Rather, McDonald’s is happy to stick to the blocking-and-tackling of its business, and spend oodles of cash reminding people how good they are at delivering it. “Lovin’ It” is really a pitch for the experiential reality of its offering, not an aspirational dream. Its branding is synonymous with its business.

And it works. Gloriously. The business just delivered a 15% increase in 2Q2011 profits on global same store sales growth of 5.6%, and that came with record-breaking results on a number of measures during the quarter. Its success surprised analysts who were already expecting great results (exceeding their forecasts for EPS by $.07).
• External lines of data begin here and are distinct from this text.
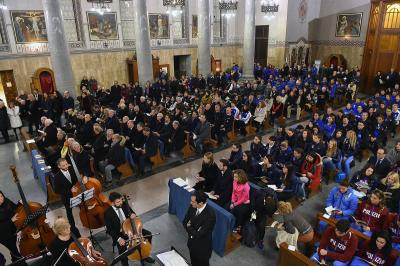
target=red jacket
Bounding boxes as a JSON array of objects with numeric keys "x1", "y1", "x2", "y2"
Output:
[
  {"x1": 300, "y1": 156, "x2": 322, "y2": 190},
  {"x1": 318, "y1": 227, "x2": 358, "y2": 262},
  {"x1": 357, "y1": 241, "x2": 396, "y2": 266},
  {"x1": 355, "y1": 201, "x2": 389, "y2": 232}
]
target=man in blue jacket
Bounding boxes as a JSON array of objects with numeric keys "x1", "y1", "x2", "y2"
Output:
[{"x1": 319, "y1": 179, "x2": 358, "y2": 232}]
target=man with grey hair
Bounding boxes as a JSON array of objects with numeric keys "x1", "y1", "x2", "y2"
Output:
[{"x1": 99, "y1": 134, "x2": 126, "y2": 186}]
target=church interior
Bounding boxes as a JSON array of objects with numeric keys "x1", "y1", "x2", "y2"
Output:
[{"x1": 0, "y1": 0, "x2": 400, "y2": 266}]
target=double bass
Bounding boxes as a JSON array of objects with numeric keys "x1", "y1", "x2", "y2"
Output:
[
  {"x1": 122, "y1": 195, "x2": 152, "y2": 261},
  {"x1": 68, "y1": 234, "x2": 108, "y2": 266},
  {"x1": 72, "y1": 177, "x2": 111, "y2": 229},
  {"x1": 10, "y1": 165, "x2": 55, "y2": 257}
]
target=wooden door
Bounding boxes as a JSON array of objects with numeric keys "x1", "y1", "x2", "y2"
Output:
[
  {"x1": 254, "y1": 25, "x2": 269, "y2": 66},
  {"x1": 0, "y1": 70, "x2": 18, "y2": 103}
]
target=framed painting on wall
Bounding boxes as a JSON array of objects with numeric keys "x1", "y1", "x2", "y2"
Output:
[
  {"x1": 335, "y1": 13, "x2": 363, "y2": 37},
  {"x1": 192, "y1": 15, "x2": 199, "y2": 38},
  {"x1": 10, "y1": 10, "x2": 47, "y2": 44},
  {"x1": 87, "y1": 12, "x2": 118, "y2": 41},
  {"x1": 149, "y1": 14, "x2": 169, "y2": 39}
]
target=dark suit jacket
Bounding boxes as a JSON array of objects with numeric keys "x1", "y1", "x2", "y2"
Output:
[
  {"x1": 104, "y1": 204, "x2": 135, "y2": 244},
  {"x1": 183, "y1": 205, "x2": 215, "y2": 258},
  {"x1": 367, "y1": 156, "x2": 391, "y2": 179},
  {"x1": 106, "y1": 142, "x2": 125, "y2": 167},
  {"x1": 144, "y1": 132, "x2": 158, "y2": 157},
  {"x1": 53, "y1": 166, "x2": 78, "y2": 206}
]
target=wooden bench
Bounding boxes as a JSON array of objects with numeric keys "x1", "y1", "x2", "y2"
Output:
[
  {"x1": 21, "y1": 127, "x2": 38, "y2": 154},
  {"x1": 149, "y1": 149, "x2": 165, "y2": 168},
  {"x1": 314, "y1": 213, "x2": 400, "y2": 256},
  {"x1": 277, "y1": 243, "x2": 318, "y2": 266},
  {"x1": 182, "y1": 130, "x2": 196, "y2": 159},
  {"x1": 117, "y1": 162, "x2": 134, "y2": 179}
]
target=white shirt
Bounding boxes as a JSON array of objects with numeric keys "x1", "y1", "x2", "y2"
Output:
[
  {"x1": 61, "y1": 170, "x2": 72, "y2": 184},
  {"x1": 196, "y1": 203, "x2": 207, "y2": 216}
]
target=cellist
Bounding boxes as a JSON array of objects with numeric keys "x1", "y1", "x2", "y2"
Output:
[
  {"x1": 49, "y1": 217, "x2": 101, "y2": 266},
  {"x1": 104, "y1": 192, "x2": 155, "y2": 266},
  {"x1": 54, "y1": 158, "x2": 81, "y2": 237},
  {"x1": 0, "y1": 191, "x2": 27, "y2": 265}
]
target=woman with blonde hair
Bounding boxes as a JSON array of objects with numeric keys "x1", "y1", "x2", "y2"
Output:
[
  {"x1": 229, "y1": 169, "x2": 250, "y2": 233},
  {"x1": 322, "y1": 139, "x2": 342, "y2": 184},
  {"x1": 378, "y1": 172, "x2": 400, "y2": 212},
  {"x1": 254, "y1": 101, "x2": 267, "y2": 132},
  {"x1": 342, "y1": 130, "x2": 358, "y2": 178},
  {"x1": 271, "y1": 201, "x2": 314, "y2": 249}
]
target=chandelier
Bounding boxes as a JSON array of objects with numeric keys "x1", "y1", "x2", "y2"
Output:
[
  {"x1": 163, "y1": 0, "x2": 186, "y2": 16},
  {"x1": 219, "y1": 0, "x2": 238, "y2": 18},
  {"x1": 0, "y1": 0, "x2": 7, "y2": 10},
  {"x1": 87, "y1": 0, "x2": 112, "y2": 15},
  {"x1": 261, "y1": 0, "x2": 279, "y2": 20}
]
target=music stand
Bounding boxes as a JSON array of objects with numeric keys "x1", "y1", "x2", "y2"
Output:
[{"x1": 69, "y1": 188, "x2": 104, "y2": 251}]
July already looks like all the positive trends are continuing.

So now McDonald’s is going to change things, primarily in response to outside pressure groups: its signature Happy Meal will come with a “produce or a low-fat dairy option” starting next year; they’ll replace bad-for-you ingredients with differently bad-for-you chemicals and gee-wiz processes through 2020; and top execs will go on a “listening tour” next month (supported with an online community) so parents can tell the business what they think.

Humm…

It’s hard not to see these moves less as a proactive business strategy that builds on the brand’s strengths, and more as a response to circumstances in which the brand feels weak or vulnerable. It amounts to a responsibility tax that it has agreed to pay so that it can keep practicing all those great operational things that keep its employees, vendors, and suppliers employed. Oh, and so it can preserve the things that constitute the real reasons anyone would visit a McDonald’s restaurant.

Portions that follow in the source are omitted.